Vitalia Melis, la vedova di Vinci, ha espresso forti sospetti sulla morte del marito, affermando di averlo visto alcuni giorni dopo la sua presunta scomparsa. Il criminologo Davide Canella ha avviato le pratiche burocratiche per la riesumazione, citando il racconto di Melis in cui avrebbe visto Francesco Vinci salutarla da un’auto. Questa testimonianza potrebbe rilanciare l’interesse sul caso e sollevare nuove domande sul destino di Vinci.

Ipotesi che può essere smentita o confermata solamente con il test del Dna. Di sicuro resta invece il coinvolgimento di Francesco Vinci e del fratello Salvatore nella cosiddetta «pista sarda» che nel 1982 sembrava a un passo dalla svolta nel caso del mostro di Firenze (per il quale sono stati condannati in via definitiva i compagni di merende Mario Vanni e Giancarlo Lotti, identificati come autori materiali di quattro duplici omicidi). Pista investigativa che prendeva spunto dall’omicidio dei due amanti Barbara Locci e Antonio Lo Bianco uccisi a Lastra a Signa nel 1968.

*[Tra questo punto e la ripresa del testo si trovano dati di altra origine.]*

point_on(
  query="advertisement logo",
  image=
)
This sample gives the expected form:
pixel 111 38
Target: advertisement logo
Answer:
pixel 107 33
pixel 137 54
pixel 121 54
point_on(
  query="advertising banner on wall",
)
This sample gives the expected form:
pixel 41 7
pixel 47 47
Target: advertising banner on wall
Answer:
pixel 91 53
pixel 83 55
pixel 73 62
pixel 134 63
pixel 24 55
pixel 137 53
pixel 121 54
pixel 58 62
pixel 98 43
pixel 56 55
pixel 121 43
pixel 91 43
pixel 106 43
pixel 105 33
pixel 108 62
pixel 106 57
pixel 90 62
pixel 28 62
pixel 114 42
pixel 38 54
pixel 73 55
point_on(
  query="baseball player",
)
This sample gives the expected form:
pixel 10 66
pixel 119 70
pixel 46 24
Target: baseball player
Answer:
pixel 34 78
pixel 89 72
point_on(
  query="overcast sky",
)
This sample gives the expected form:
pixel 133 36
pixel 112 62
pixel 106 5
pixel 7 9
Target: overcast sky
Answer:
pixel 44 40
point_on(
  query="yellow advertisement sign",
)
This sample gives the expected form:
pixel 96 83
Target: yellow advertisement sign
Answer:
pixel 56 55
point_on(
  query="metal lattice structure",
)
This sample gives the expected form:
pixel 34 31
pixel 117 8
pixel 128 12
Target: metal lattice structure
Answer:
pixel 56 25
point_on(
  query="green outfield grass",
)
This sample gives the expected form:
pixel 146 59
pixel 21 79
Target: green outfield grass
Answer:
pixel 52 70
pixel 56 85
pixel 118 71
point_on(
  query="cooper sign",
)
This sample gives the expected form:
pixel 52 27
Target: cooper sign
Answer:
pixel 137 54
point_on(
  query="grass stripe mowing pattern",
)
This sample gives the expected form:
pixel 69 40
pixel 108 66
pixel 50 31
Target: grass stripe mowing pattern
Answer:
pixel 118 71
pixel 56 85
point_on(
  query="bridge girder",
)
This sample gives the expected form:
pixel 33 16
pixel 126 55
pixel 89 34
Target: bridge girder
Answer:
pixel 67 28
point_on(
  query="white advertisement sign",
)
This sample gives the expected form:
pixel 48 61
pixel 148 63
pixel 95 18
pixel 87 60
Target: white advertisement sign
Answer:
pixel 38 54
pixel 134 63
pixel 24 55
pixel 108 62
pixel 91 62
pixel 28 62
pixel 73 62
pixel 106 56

Riesumare i corpi per la verità sul Mostro di Firenze: il caso sbarca in Parlamento

Il marito della donna, Stefano Mele, tirò in ballo i fratelli Vinci, amanti della moglie, ma alla fine del procedimento sarà lui ad essere condannato per calunnia nei confronti dei due Vinci. L’arma di quel delitto, una beretta calibro 22, non è mai stata ritrovata e comparirà di nuovo sulla scena del crimine nel 1974, quando viene uccisa la seconda coppia della serie, Pasquale Gentilcore e Stefania Pettini. I quali si legano a Vinci anche per l’aspetto del materiale genetico: infatti l’avvocato Vieri Adriani, che rappresenta anche i familiari della coppia francese uccisa a Scopeti nel 1985, ha chiesto la riesumazione di queste quattro salme perché ritiene di aver individuato un Dna ignoto, isolato da un’ogiva estratta dal cuscino della tenda in cui vennero ammazzati Jean-Michel Kraveichvili e Nadine Mauriot.

Mostro di Firenze, spunta un “dna ignoto”. Chi vuole riaprire il caso

Il mistero del Mostro di Firenze continua a suscitare interesse e dibattiti, con la recente riesumazione dei resti di Francesco Vinci che potrebbe portare a nuove scoperte nel caso. La testimonianza della vedova Vitalia Melis, che sostiene di aver visto il marito vivo dopo la sua presunta morte, aggiunge un’elemento intrigante alla narrazione. Il coinvolgimento dei fratelli Vinci nella “pista sarda” e la richiesta di riesumazione di altre salme legate ai delitti del Mostro di Firenze sollevano interrogativi sulla verità dietro questi tragici eventi. Con il test del Dna in corso, si spera che finalmente si possa fare luce sulla vicenda e portare giustizia alle vittime e alle loro famiglie.